I thank the noble Lords, Lord Browne of Belmont and Lord Weir of Ballyholme, for saying what it is like on the ground. These two noble Lords have lived with this over the last 20 years. They have seen it introduced. They have seen how it works for local authority and general elections and I thank them for that. I think the rest of us who are not living in Northern Ireland can never have that knowledge of how it works and how we can make it work in this country.

There was quite a lot of talk from the noble Baroness, Lady Pinnock, and others on support for local authorities to deliver this. Of course, we are aware of the pressures faced by local authorities—and the concerns that the Local Government Association brought up, I think, only yesterday—and their ability to deliver these changes. But we have been working very closely with them and, as I think my noble friend Lord Hayward said, this is not the beginning of it; this has been going on for a good seven months with the legislation there and they knew that this was coming along the line. We have been working with the sector. We have been planning the implementation of this policy and not only that we have been giving additional funds to local authorities so that they can carry out the new duties. The Government remain confident in their ability to successfully deliver these changes.
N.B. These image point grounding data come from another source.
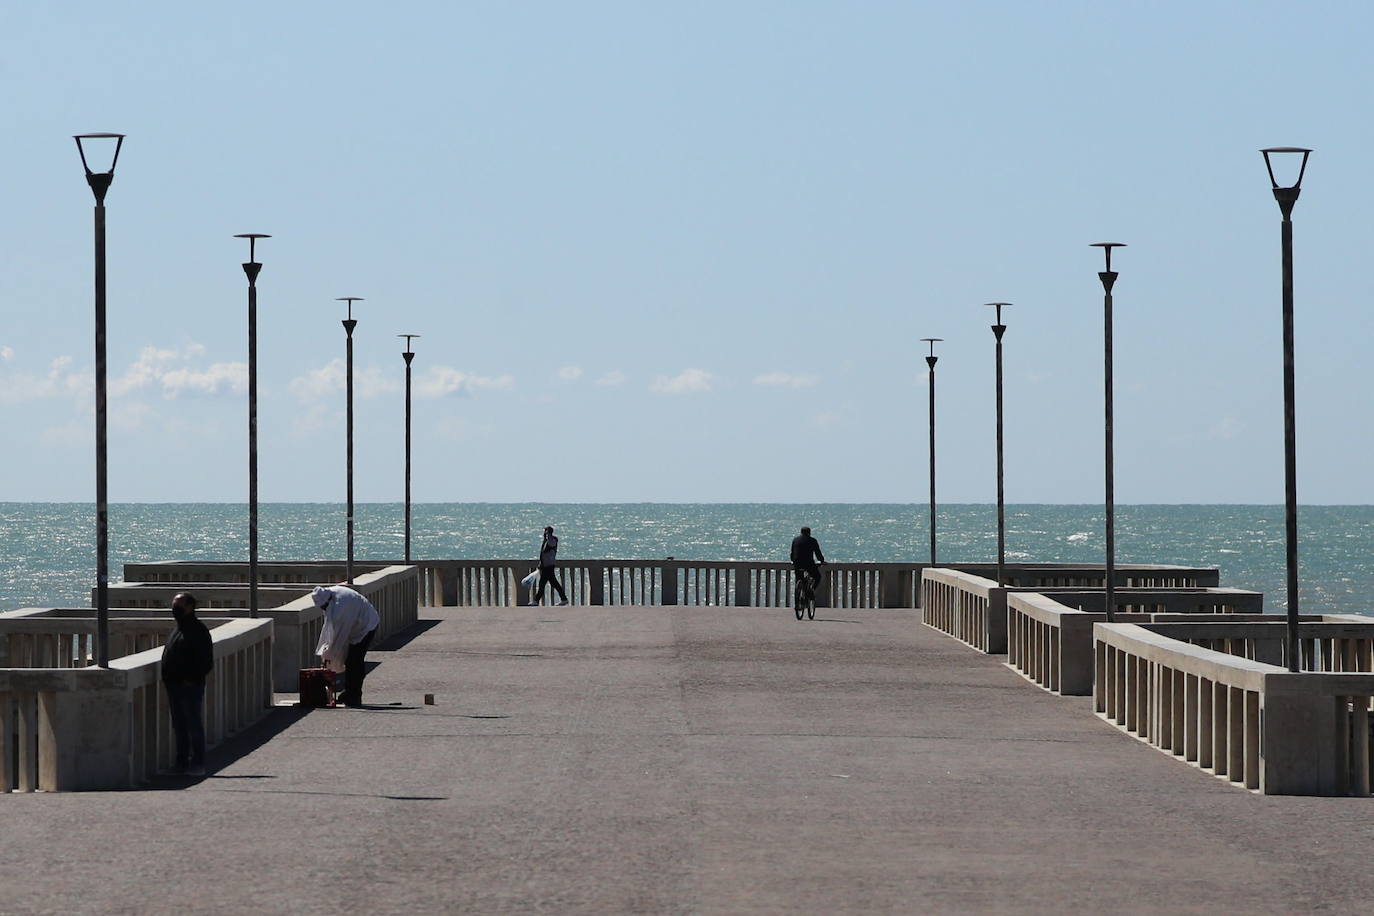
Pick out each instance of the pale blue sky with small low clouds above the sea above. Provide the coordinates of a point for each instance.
(688, 252)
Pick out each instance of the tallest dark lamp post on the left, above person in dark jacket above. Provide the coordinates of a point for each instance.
(100, 183)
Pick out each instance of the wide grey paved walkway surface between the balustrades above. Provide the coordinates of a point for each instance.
(688, 762)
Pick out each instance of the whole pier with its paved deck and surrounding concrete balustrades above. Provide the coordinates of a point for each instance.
(675, 741)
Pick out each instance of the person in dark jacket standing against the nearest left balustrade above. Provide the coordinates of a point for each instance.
(188, 660)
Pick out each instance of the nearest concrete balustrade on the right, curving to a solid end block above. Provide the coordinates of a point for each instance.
(1250, 723)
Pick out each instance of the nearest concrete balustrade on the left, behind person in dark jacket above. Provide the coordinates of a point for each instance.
(91, 729)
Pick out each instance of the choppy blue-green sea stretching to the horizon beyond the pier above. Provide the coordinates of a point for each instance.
(47, 550)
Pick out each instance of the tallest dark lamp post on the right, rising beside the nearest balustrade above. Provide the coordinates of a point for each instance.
(1287, 197)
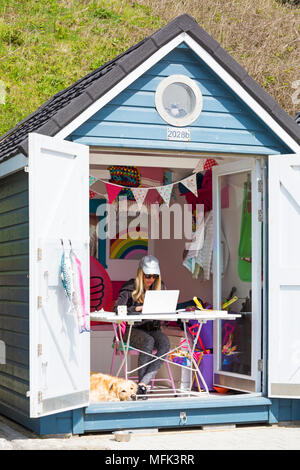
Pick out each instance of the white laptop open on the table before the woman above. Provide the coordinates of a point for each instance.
(160, 301)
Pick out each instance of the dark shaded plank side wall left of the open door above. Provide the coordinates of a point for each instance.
(14, 292)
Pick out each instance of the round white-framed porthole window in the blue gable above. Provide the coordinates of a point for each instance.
(178, 100)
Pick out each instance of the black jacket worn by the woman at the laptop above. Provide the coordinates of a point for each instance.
(125, 298)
The noble Baronesses, Lady Pinnock and Lady Fox, and many others, said that the Electoral Commission’s budget would be inadequate for communications. The Electoral Commission’s budget for the January communications campaign is over £5 million, which will be supplemented by £4.75 million in funding for local communications—for local authorities to communicate in their own areas.

If this legislation goes through, the Electoral Commission will start its campaign in the middle of January. It will be national and across all types of national media, but local authorities will also have the money to do local campaigns. Along with national government, they do local campaigns very well to get voters to register for voting. This will be added to those campaigns, and I have every confidence that with the money they have, local government and the Electoral Commission will be able to deliver that.
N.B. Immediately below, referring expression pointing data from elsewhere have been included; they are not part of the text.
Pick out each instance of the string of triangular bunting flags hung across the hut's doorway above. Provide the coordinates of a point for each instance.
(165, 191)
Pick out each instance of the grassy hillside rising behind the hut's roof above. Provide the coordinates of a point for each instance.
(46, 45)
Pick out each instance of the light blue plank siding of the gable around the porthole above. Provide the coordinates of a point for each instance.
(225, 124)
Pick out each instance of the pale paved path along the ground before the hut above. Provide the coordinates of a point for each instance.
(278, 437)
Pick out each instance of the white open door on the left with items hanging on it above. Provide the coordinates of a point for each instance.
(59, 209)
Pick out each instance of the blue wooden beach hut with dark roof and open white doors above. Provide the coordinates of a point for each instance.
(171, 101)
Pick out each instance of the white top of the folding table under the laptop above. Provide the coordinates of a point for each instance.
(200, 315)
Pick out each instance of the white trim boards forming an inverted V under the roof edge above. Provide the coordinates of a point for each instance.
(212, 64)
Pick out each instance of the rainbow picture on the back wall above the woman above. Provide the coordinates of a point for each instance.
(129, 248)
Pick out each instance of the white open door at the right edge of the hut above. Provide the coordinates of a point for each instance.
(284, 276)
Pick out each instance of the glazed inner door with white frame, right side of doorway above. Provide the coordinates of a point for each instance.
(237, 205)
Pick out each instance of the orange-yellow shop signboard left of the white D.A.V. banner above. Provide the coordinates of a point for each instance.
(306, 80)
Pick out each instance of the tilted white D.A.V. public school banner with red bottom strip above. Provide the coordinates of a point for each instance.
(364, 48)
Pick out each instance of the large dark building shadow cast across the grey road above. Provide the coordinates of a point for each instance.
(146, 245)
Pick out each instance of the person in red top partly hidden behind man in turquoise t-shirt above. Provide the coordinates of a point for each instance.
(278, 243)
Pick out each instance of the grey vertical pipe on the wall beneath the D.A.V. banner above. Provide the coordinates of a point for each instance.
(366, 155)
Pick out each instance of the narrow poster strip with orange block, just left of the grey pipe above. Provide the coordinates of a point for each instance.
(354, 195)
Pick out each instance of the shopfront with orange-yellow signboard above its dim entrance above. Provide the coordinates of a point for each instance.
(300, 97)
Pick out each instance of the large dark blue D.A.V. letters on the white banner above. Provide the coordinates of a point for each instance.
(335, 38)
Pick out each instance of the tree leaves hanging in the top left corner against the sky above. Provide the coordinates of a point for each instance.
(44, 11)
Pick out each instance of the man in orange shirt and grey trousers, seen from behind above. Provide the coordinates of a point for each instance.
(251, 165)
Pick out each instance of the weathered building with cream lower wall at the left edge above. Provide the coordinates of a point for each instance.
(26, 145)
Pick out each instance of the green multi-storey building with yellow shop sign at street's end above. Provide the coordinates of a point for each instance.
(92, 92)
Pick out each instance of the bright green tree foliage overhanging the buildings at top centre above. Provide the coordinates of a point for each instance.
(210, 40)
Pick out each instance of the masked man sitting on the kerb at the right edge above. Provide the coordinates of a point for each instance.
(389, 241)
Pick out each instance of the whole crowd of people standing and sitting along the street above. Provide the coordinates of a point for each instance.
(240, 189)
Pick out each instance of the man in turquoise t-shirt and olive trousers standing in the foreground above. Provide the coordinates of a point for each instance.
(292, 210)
My noble friend Lord Strathclyde is absolutely right. As I said, these arguments have all been had, but, as it came up again, I will repeat the point about the manifesto commitment. Voter identification was in the manifesto, and photo identification became a government discussion because it was found in our pilots to be the only approach that increased voter trust and confidence, which are key aims for this policy. We talked about it a lot during the discussions on the Bill, and I reiterate it now in case noble Lords think that we got it wrong again. We know what we said, and we know why we put in photo ID.